Figure 7 presents the evolution of volumetric heat capacity as a function of the moisture content. The increase in volume heat capacity of selected wood species with increasing moisture content is observed and can be explained by the highly different heat capacities of wood particles and water. It is known that the heat capacity of water is considerably higher than that of wood. Therefore, increase in the quantity of water in the structure of wood causes an increase in heat capacity of the wood. Wood, being a porous biomaterial, contains small holes that greatly influence the mechanism of heat transfer, and also the heat capacity. In timber moistening, when air is replaced with water, specific heat of timber is increased. The heat capacity of wood depends on the temperature and moisture content. On the other hand, the chemical composition only varies slightly between different species. That is why variations between wood species are very small.

Fig. 7

Volumetric heat capacity as a function of the water content for selected species: a Bilinga, b Tali, c Iroko

8 Conclusion

This paper presents the experimental measurements of thermal properties of tropical woods. The asymmetrical hot plate method was used to characterize the thermal behavior of three tropical wood species. The influence of the water content and the direction of fibers on thermophysical properties was investigated.

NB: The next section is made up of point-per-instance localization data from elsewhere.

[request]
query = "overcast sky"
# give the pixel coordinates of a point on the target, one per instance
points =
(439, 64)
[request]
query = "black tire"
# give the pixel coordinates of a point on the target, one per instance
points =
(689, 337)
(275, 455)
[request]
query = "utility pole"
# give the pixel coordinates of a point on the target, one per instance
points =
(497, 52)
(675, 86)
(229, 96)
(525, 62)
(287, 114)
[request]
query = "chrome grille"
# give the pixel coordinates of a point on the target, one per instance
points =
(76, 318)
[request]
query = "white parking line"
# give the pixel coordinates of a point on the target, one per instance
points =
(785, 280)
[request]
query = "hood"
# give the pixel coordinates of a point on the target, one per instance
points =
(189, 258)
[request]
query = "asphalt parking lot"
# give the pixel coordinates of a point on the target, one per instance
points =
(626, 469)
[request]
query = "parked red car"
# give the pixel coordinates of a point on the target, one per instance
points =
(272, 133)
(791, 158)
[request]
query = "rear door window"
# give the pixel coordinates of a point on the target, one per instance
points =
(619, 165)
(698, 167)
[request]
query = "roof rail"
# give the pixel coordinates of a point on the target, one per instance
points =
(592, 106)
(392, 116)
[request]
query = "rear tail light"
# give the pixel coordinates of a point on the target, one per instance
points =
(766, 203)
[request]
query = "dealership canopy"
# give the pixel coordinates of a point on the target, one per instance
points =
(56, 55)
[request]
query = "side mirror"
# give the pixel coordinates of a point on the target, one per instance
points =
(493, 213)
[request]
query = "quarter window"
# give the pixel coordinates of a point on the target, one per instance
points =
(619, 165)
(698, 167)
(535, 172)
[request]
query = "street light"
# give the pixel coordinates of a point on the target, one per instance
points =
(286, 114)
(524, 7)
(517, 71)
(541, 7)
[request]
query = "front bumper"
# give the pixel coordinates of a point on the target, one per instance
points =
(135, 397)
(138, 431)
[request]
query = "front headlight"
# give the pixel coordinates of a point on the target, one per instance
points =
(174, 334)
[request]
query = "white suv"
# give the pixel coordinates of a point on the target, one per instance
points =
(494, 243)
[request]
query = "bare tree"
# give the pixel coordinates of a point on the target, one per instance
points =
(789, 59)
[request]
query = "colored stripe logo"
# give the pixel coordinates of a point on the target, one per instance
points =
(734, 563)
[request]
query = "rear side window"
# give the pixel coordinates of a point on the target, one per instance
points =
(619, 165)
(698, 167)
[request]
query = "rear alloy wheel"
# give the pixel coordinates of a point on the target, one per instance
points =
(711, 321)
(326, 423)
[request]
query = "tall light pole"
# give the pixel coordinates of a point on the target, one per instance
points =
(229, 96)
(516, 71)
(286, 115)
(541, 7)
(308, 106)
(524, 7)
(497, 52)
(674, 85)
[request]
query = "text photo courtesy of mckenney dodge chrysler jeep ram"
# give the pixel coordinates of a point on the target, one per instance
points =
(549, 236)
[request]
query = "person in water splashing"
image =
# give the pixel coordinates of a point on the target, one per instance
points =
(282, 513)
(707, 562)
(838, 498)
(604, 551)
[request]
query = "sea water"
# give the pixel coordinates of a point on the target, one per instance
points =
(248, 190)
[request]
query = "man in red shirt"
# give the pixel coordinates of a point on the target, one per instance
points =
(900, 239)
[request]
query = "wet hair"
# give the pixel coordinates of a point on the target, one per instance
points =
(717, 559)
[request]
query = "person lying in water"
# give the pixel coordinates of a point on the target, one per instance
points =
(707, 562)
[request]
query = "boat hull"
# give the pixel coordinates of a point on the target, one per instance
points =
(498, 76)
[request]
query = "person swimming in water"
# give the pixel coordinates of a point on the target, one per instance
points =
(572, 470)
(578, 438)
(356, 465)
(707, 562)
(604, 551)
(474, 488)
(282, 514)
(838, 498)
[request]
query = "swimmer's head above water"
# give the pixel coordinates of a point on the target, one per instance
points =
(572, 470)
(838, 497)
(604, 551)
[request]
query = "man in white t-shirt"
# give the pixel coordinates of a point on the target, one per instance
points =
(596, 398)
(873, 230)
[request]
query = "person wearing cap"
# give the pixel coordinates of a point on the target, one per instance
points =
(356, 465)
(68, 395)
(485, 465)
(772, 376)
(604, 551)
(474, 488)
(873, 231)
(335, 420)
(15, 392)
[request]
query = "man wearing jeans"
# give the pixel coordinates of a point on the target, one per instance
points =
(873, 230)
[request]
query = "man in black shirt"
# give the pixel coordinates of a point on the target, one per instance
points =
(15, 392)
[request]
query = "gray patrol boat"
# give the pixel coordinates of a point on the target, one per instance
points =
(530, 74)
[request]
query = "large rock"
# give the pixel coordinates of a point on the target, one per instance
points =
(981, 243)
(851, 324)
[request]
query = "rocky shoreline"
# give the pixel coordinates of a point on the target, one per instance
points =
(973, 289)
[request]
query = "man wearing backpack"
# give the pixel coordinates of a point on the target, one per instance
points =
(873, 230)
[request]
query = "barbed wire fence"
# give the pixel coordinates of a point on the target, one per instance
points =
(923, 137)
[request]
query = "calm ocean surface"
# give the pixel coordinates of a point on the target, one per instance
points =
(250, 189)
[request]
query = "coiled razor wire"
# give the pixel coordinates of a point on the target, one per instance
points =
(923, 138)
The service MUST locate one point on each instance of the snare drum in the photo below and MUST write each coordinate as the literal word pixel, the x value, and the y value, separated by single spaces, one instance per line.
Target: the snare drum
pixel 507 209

Linear relations were obtained in the data range of moisture content. An increase in thermal conductivity and volumetric heat capacity of tropical wood due to an increase in moisture content was observed. Iroko, which has the lowest density, presents the higher variation of conductivity when fibers are parallel to the direction of the heat flow. Tali, which has the highest density, has the lowest values of conductivity in the radial and tangential directions. Approximately 1% increase in water content induces a 0,2% increase in conductivity in the longitudinal direction for Bilinga, 0.4% for Tali and 0,3% for Iroko. The influence of anisotropy is clearly established. Thermal conductivity is 2–3 times greater in the longitudinal direction than in the radial and tangential directions. The thermal conductivity of selected species varied between 0,15 and 0,30 Wm⁻¹ K⁻¹ in the radial and tangential directions. Diffusivity is negatively correlated to moisture content. Volumetric heat capacity is not really influenced by the direction of the heat flow. Below the saturation of the fibers, the thermal conductivity of all the selected species is less than 0,8 Wm⁻¹ K⁻¹. Consequently, the wood species studied can be considered as good insulating materials. These species can therefore easily replace the common materials such as agglomerates or earthenware bricks which will contribute for a better thermal comfort. The knowledge of the equilibrium water content of the wood studied can help to optimize the energy design of buildings.